Now that I understand Jussi's set up a little better (all the components seem to be fully internet facing) I also agree 100% with that.
John Pierce's advice was simple and correct. If you don't want to set up ifup-post scripts of your own, you can use shorewall. Shorewall is actually more complex, but you don't have to understand much about the "ip" tool to use it.
Understanding a bit about the "ip" tool and policy-based routing (and routing in general) will help to understand the configuration you have suggested, and mapping it to his needs.

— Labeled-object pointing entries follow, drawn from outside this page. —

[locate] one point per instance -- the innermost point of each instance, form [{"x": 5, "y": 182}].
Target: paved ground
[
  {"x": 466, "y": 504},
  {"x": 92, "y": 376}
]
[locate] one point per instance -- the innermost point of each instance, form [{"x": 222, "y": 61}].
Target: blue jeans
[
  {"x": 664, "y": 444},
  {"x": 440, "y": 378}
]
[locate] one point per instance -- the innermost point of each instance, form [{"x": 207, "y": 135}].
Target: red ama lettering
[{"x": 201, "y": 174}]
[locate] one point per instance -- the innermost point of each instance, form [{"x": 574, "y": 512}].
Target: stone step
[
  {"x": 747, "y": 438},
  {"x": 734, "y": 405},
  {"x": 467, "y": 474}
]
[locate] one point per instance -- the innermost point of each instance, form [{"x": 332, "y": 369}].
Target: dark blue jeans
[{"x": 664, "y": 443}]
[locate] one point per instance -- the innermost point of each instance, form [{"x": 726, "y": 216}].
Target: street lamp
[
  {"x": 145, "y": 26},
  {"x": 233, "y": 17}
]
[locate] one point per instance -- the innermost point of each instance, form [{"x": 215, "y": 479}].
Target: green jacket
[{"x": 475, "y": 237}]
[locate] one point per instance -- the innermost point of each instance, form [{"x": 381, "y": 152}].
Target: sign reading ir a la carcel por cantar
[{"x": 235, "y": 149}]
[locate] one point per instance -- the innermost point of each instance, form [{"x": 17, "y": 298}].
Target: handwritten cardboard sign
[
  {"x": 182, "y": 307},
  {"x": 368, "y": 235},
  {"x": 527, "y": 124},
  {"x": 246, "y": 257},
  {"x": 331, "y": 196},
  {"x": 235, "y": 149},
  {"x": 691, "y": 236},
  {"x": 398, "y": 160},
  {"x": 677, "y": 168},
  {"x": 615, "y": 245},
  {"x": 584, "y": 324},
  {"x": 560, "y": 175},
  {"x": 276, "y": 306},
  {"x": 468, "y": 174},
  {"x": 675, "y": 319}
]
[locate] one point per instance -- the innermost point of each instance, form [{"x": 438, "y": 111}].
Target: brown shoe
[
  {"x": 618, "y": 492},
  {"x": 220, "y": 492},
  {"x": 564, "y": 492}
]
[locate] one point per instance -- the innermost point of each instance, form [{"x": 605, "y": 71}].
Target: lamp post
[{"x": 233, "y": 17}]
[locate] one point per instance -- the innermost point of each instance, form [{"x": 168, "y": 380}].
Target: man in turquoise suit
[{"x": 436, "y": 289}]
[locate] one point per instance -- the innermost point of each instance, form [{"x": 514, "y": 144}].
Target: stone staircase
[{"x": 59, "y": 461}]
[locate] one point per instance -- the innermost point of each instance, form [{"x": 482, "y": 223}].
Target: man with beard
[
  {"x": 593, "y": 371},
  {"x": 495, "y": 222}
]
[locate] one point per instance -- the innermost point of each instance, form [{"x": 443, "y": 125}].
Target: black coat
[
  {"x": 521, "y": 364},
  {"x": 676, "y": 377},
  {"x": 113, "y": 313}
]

interfaces: inet eth0 - norfc1918,nosmurfs,tcpflags inet eth1 - norfc1918,nosmurfs,tcpflags lan virbr0 - dhcp
zones: fw firewall inet ipv4 lan ipv4
policy: $FW all ACCEPT inet inet DROP all inet ACCEPT all all REJECT info
providers: isp0 1 1 main eth0 62.236.221.78 track,balance isp1 2 2 main eth1 62.220.237.126 track,balance
route_rules: lo - isp0 11000 eth0 - isp0 11000 eth1 - isp1 11000 virbr0 - isp1 11000
Nice use of providers and route_rules. Only one bridge, the one that libvirtd brings up by default. Shorewall probably has to start after libvirtd for this to work. All Jussi has to do is to mod this and his xen-startup scripts to use the same bridge.